In following example I want to filter few things specific from both column at same time. I can get end result that I showed below by filtering separately and then I can combine to get end DataFrame but it doesn’t feel right. I’m pretty sure there must be some way to get same result by just one filtering step where I can filter multiple things together.
julia> x = DataFrame(a = repeat([ "s", "p", "t", "q"] , inner = 4, outer = 1), b = rand(1:10, 16))
16×2 DataFrame
Row │ a b
│ String Int64
─────┼───────────────
1 │ s 4
2 │ s 10
3 │ s 4
4 │ s 3
5 │ p 4
6 │ p 7
7 │ p 1
8 │ p 6
9 │ t 9
10 │ t 9
11 │ t 3
12 │ t 4
13 │ q 6
14 │ q 9
15 │ q 5
16 │ q 3
end result I want after filtering.
5×2 DataFrame
Row │ a b
│ String Int64
─────┼───────────────
1 │ s 3
2 │ p 7
3 │ t 9
4 │ t 9
5 │ q 6
@rsubset from DataFramesMeta may be helpful here. I would still write these filters on multiple lines, so they are easier to read though, even if you do technically do it in one step with a begin block.
Can these strategies also work for loop scenario? For instance lets say I have 200 rows from where I need to select based on some condition and it will really crazy to write down each filter criteria individually.

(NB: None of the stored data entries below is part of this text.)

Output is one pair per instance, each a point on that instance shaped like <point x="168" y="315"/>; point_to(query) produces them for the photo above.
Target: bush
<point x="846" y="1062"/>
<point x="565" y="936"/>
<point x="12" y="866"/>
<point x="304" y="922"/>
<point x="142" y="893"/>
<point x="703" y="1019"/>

something like this can be helpful.
for i in 1:200
new = filter(row -> row.a == y[i] && row.b == z[i], x )
end
#where y and z contain values of rows for column a and b respectively for filtering.
va = ["s", "p", "t", "q"]
vb = [4,6,9,6]
function myfilter(va,vb, x)
mapreduce(vcat, eachindex(va,vb)) do i
filter(row -> row.a == va[i] && row.b == vb[i], x )
end
end
myfilter(va,vb,x)
I’ve put the mapreduce into a function, otherwise you end up with massive compilation due to the anonymous functions inside filter every time that code block executes.
You can also programmatically create a predicate function that will require only one call to filter.
# this creates an anonymous predicate to be passed into filter
make_filter(x,y) = row->any(s->row.a==s[1] && row.b==s[2], zip(x,y))
flt = make_filter(va, vb)
filter(flt, x)
5×2 DataFrame
Row │ a b
│ String Int64
─────┼───────────────
1 │ s 4
2 │ p 6
3 │ p 6
4 │ t 9
5 │ q 6